Just thought I'd share. I even shaped the seat to fit a couple of hams.


----------



## Philly (10 Apr 2007)

Cool chair, Dave!
I'm almost tempted to make one - mow where's the tenon jig for the table saw? :wink: 
Cheers
Philly


----------



## Chris Knight (10 Apr 2007)

Philly,
Don't you mean where is my lovely MikeW tenon saw?

Dave,
Is it just an exercise or are you going to make one?


----------



## wizer (10 Apr 2007)

Philly":7a9b9lnl said:


> I'm almost tempted to make one



Me too! Looks good. Will the tennons hold up?


----------



## Philly (10 Apr 2007)

WiZeR":3bp4jo9w said:


> Me too! Looks good. Will the tennons hold up?


Now that is the $10 question!
Philly


----------



## SketchUp Guru (10 Apr 2007)

Thank you gentlemen. The model including the joinery is based on an existing chair so I guess it would hold up. There's also a version with sliding dovetails instead of bridle joints and a more reclined version as well.

I really like this chair and would like to build a set of them for our dining room. I need to design/find a table that would go with them. I have a few ideas brewing in my head for that.

After I get the steering wheel and rudder head for my sailboat finished and a couple of other projects out of the way, I'll probably do a mock up of this chair from construction lumber to see if I got the dimensions right.

This was also an exercise in using Photomatch in SU. All I have to start with is a couple of photographs and a funky video of the chair being built.

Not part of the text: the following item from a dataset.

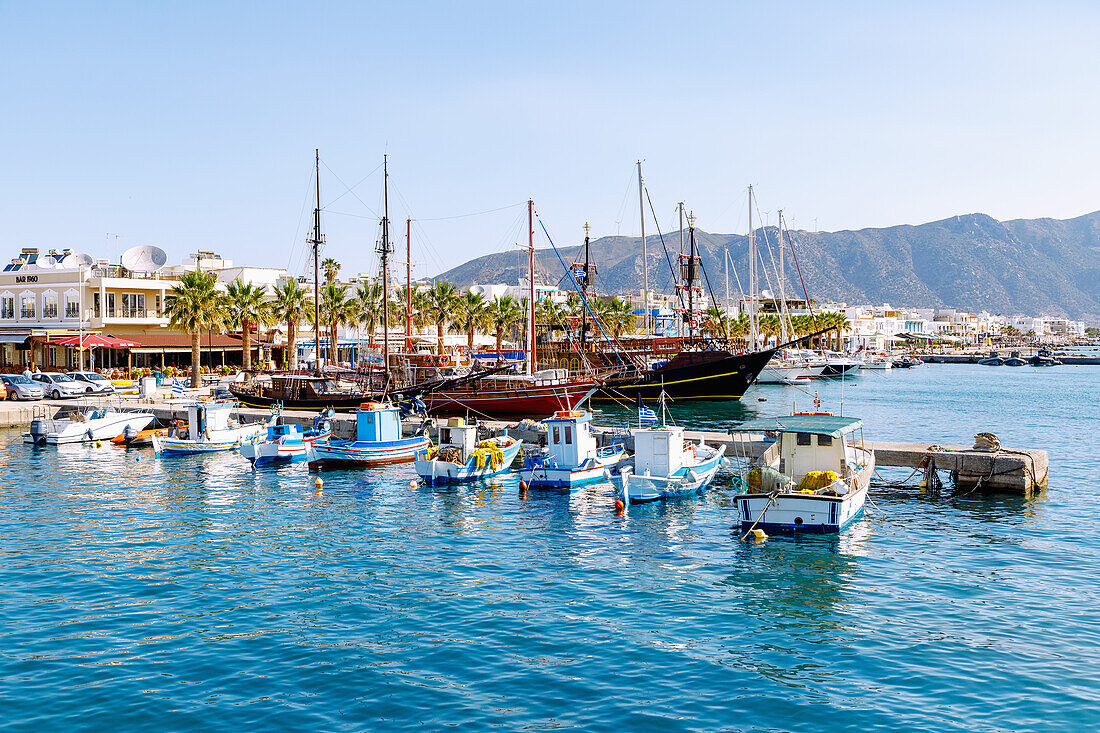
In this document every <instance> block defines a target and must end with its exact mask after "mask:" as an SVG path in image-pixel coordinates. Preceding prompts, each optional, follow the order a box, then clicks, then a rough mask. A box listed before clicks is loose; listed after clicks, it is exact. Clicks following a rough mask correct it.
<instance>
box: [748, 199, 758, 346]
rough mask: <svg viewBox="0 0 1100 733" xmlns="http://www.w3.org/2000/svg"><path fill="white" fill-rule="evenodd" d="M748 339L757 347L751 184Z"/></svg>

There are no given dimensions so I made a couple of assumptions once I got the basic geometry drawn and rescaled the model to suit.


----------



## Nick W (10 Apr 2007)

So come on Dave, how did you sculpt the seat?


----------



## SketchUp Guru (10 Apr 2007)

Nick W":2qoa8r3z said:


> So come on Dave, how did you sculpt the seat?



It took you long enough. 

Actually, it is a simple Follow Me application with softening done afterward. I used a parabola drawn with the Bezier tool for the profile. I'm sure it isn't the shape you'd actually want to use for sculpting the seat from wood but it seems to get the idea across well enough.


----------